Don’t Be A Grammar Nazi In Your Marketing

If there is one phrase that copywriters hate hearing from clients, it’s “My wife is a grammar teacher…” Being in and around marketing for most of my life, I know a number of copywriters, and almost all of them have run into clients who have grammar teacher spouses that insist on getting involved in the project by lending their “expertise” through editing copy.

For copywriters, this is a nightmare.

That’s because sales copy is completely different from the type of writing that we’re taught growing up in school. Copywriting isn’t about adhering to an archaic set of rules. It’s about getting your message across clearly so that customers can understand it. Great copy speaks to the audience in a language they understand…even if that language isn’t necessarily correct, according to your high school grammar book.

Think of it like this.

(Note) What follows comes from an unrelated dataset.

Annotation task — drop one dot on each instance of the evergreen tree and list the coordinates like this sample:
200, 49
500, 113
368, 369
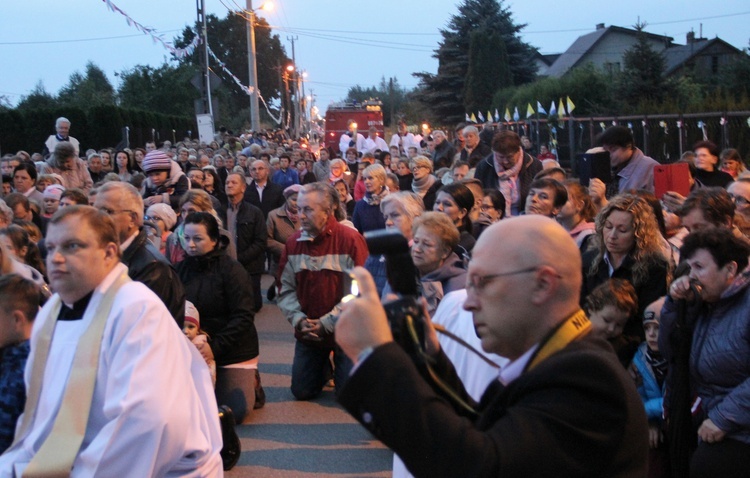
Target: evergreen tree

You talk to your spouse differently than you would your boss. Guys talk to their girlfriends differently than they do to their buddies. It’s all about matching your voice to your target audience.

Here are some examples of grammar rules that are okay to break in your copy:

  • Beginning a sentence with conjunctions – At some point, it was decided that you can’t begin a sentence with a conjunction. And we just blindly accepted the rule (see what I did there?). There’s nothing wrong with starting a sentence with a conjunction. It’s an effective way to emphasize your point and to keep your copy moving along at a good pace.
  • Ending a sentence with a preposition – I don’t know what this rule is all about (oops! I did it again!). But I do know that it’s silly and outdated. When writers try to change their sentences to ensure they don’t end with a preposition, they often end up with an awkward sentence that is stripped of its conversational feel.
  • Using contractions – It’s totally okay to use contractions is your copy. Most people talk using contractions, so it’s only natural to use them when trying to create a conversational tone.
  • Using fragments – Most people don’t have the time to read a long piece of copy. They browse over it to pick up the main points. Fragments, when used effectively, can help you quickly communicate information to hurried readers. You can also use fragments to emphasize a point or to create a certain pacing in your copy.
  • Writing very short paragraphs – I remember being told that paragraphs had to be at least 3 sentences long. In copywriting, that’s not the case. Short paragraphs can be helpful for making your copy easier to scan.

In most cases, your customers don’t want to read copy that’s long and written with a very formal tone. The best copy has a conversational tone that mimics the way your target audience speaks. So don’t get caught up with making your copy grammatically correct. Focus instead on how well your readers can understand and relate to it.

Can you think of any great ads that use improper grammar?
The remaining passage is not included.